Voou até cada playground que conhecia e brincou em todos os brinquedos que era
possível. E isso tudo sem ter que esperar a vez ou dividir com ninguém. Conseguiu
ficar na parte de cima da gangorra, sem que nenhuma pessoa precisasse ficar
fazendo peso no outro lado. No balanço, quem balançava era ela, pois não
precisava ficar sentada no assento, apenas pairava sobre ele. No escorrega, mesmo
que só conseguisse escorregar até a metade, tudo bem, estava se divertindo da
mesma maneira. Pela primeira vez conseguiu subir na parte mais alta do
trepa-trepa sem medo, sabendo que se caísse não iria se machucar, uma vez que não
tinha como chegar ao chão.
Em seguida voou até o centro da cidade, onde
entrou em todas as lojas que gostava e provou todas as roupas que podia. Trocou
seu pijama rosa por uma blusinha branca estampada na frente com um unicórnio
gigante e sorridente, uma linda saia rodada rosa pink e sandálias coloridas. Na
cabeça, uma tiara brilhante, com orelhinhas e um chifre de unicórnio bem no
centro.
Assim seguiu durante todo o dia. Quando tinha
fome, entreva em uma sorveteria ou confeitaria e se fartava. Se ficasse
cansada, deitava no ar, na sombra de uma árvore, e ficava assim, flutuando e
olhando para o céu. A única coisa que não passava era a sensação desconfortável
de estar sozinha.
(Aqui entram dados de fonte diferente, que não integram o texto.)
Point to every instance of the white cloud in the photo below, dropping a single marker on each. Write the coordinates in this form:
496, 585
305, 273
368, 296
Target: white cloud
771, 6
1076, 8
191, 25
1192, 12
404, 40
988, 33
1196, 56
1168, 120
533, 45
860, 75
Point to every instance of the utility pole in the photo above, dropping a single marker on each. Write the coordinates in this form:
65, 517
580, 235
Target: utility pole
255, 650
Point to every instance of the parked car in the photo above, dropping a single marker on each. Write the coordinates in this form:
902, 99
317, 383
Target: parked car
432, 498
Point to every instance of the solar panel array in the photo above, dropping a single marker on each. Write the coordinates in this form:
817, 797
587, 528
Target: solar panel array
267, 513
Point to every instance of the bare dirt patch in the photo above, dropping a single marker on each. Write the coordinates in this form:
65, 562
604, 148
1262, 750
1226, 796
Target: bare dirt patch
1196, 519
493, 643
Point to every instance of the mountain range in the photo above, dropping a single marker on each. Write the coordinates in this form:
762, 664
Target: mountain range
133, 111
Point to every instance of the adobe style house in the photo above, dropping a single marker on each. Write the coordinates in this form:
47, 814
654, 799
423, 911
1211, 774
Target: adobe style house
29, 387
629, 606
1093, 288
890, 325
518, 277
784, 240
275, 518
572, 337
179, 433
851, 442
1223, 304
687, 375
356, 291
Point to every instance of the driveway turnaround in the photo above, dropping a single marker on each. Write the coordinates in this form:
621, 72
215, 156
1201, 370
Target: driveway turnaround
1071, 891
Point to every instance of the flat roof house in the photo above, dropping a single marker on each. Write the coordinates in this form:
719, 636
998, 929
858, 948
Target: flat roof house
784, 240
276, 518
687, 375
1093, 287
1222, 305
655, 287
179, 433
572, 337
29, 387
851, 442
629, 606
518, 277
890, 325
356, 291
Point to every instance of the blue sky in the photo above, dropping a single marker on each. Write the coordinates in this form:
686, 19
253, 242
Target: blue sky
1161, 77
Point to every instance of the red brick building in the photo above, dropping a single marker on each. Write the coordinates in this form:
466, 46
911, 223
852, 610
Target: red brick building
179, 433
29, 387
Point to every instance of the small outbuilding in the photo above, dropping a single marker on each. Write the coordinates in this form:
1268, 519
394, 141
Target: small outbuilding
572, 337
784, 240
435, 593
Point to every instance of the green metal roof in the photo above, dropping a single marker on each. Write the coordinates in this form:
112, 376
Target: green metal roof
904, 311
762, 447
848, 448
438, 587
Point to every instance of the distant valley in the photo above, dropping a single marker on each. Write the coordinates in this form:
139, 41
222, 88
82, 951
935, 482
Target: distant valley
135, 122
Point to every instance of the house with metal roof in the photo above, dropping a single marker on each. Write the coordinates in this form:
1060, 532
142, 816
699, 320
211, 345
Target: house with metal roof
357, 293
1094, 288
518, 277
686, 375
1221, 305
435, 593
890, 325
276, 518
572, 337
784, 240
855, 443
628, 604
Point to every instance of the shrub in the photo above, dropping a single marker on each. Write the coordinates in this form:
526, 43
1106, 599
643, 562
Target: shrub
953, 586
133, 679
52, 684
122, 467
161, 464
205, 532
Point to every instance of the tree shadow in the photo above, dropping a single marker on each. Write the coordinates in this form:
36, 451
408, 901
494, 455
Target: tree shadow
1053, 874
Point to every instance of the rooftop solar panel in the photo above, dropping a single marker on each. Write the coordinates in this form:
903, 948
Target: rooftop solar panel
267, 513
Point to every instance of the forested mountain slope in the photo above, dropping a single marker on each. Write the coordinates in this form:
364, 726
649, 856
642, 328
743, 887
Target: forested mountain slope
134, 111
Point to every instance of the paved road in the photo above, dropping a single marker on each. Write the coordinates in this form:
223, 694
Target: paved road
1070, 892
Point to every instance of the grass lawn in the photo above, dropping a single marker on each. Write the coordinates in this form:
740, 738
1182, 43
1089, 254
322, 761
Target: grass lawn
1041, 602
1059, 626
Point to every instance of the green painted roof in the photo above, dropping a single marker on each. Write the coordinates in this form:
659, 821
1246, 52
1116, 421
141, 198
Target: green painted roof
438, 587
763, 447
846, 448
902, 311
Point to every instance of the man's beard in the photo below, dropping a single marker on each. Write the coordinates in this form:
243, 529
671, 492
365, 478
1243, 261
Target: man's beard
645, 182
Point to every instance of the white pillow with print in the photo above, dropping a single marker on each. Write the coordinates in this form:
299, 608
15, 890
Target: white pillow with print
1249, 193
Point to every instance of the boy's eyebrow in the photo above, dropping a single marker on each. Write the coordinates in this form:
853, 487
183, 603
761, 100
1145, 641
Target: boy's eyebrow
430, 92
Na medida que o dia ia passando e o final da tarde ia
chegando, Júlia sentia com mais intensidade a falta de outras pessoas com quem
pudesse compartilhar sua incrível habilidade. Ficou imaginando a cara de suas
colegas de escola se pudessem vê-la voando! E seus primos! Seria demais! Mas de
quem mais sentia falta mesmo, era de sua mãe, sua melhor amiga.
À medida que a noite foi se aproximando, a
pequena menina voadora sentiu uma falta enorme das coisas em seu quarto, do
carinho e da comidinha feitos por sua mãe. Experimentou uma saudade tão grande
quanto dolorosa. Foi neste momento que seu corpo começou a se deslocar
suavemente no ar em direção à sua casa, deixando apenas o rastro de suas
lágrimas que iam ficando pelo caminho, suspensos no ar como pequenas estrelas.
Já era noite quando chegou à porta de sua casa.
Já não sentia alegria em poder flutuar livremente por aí, apenas solidão.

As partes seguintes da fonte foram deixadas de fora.